Dieu te mette parmi ses anges, douce et bonne créature ! tu le mérites, car tu m’aimais bien, et, depuis que tu ne m’accompagnes plus dans la vie, il me semble qu’il n’y a rien autour de moi.

L’herbe doit croître bien haute sur ta fosse, car tu es morte là-bas, et personne n’y est allé : pas même moi, que tu préférais à tout autre, et que tu appelais ton petit mari.

Pardonne, ô Maria ! je n’ai pu, jusqu’à présent, faire le voyage ; mais j’irai, je chercherai la place ; pour la découvrir, j’interrogerai les inscriptions de toutes les croix, et quand je l’aurai trouvée, je me mettrai à genou, je prierai longtemps, bien longtemps, afin que ton ombre soit consolée ; je jetterai sur la pierre, verte de mousse, tant de guirlandes blanches et de fleurs d’oranger, que ta fosse semblera une corbeille de mariage.

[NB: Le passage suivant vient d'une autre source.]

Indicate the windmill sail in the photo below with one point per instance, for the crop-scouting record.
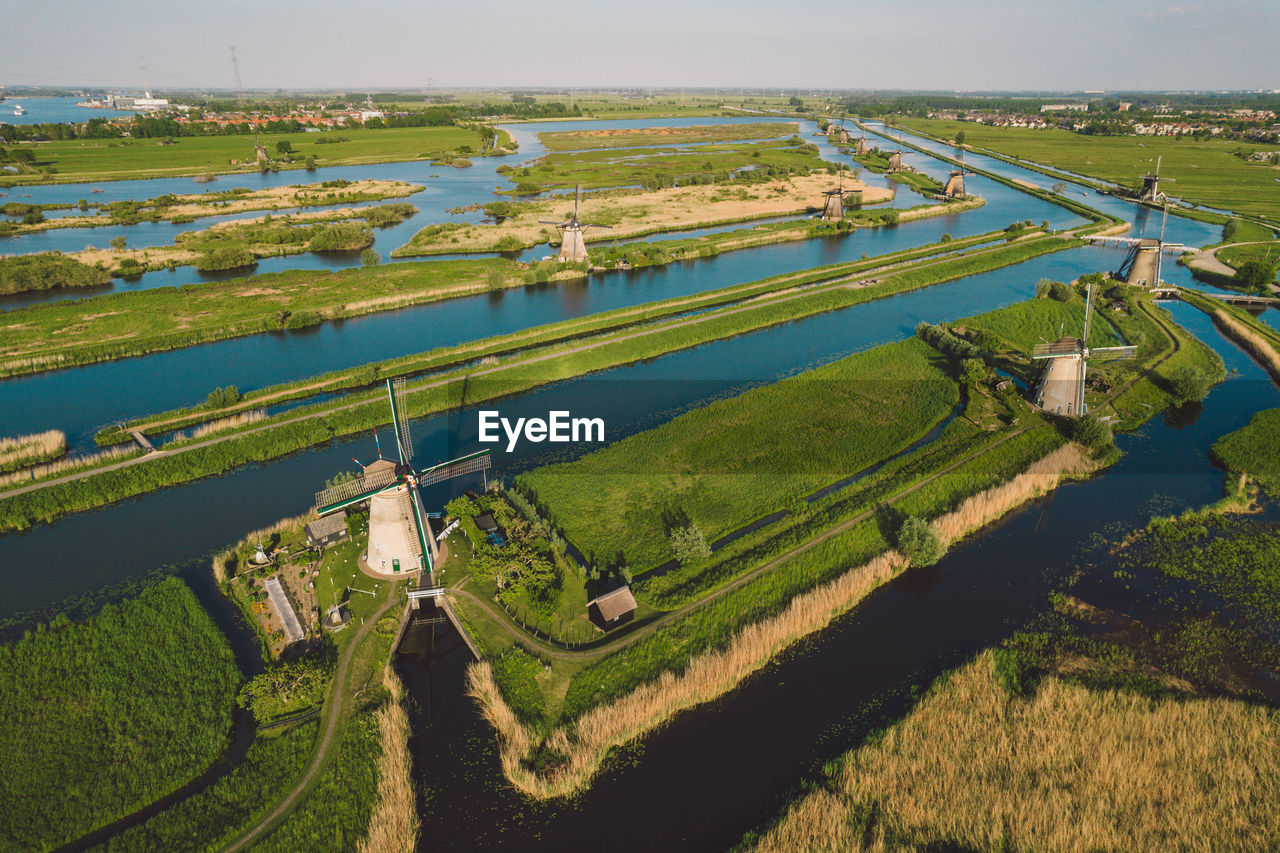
(423, 530)
(396, 392)
(470, 464)
(361, 488)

Hélas ! la vie est faite ainsi. C’est un chemin âpre et montueux : avant que d’être au but, beaucoup se lassent ; les pieds endoloris et sanglants, beaucoup s’asseyent sur le bord d’un fossé, et ferment leurs yeux pour ne plus les rouvrir. À mesure que l’on marche, le cortège diminue : l’on était parti vingt, on arrive seul à cette dernière hôtellerie de l’homme, le cercueil ; car il n’est pas donné à tous de mourir jeunes… et tu n’es pas, ô Maria, la seule perte que j’aie à déplorer.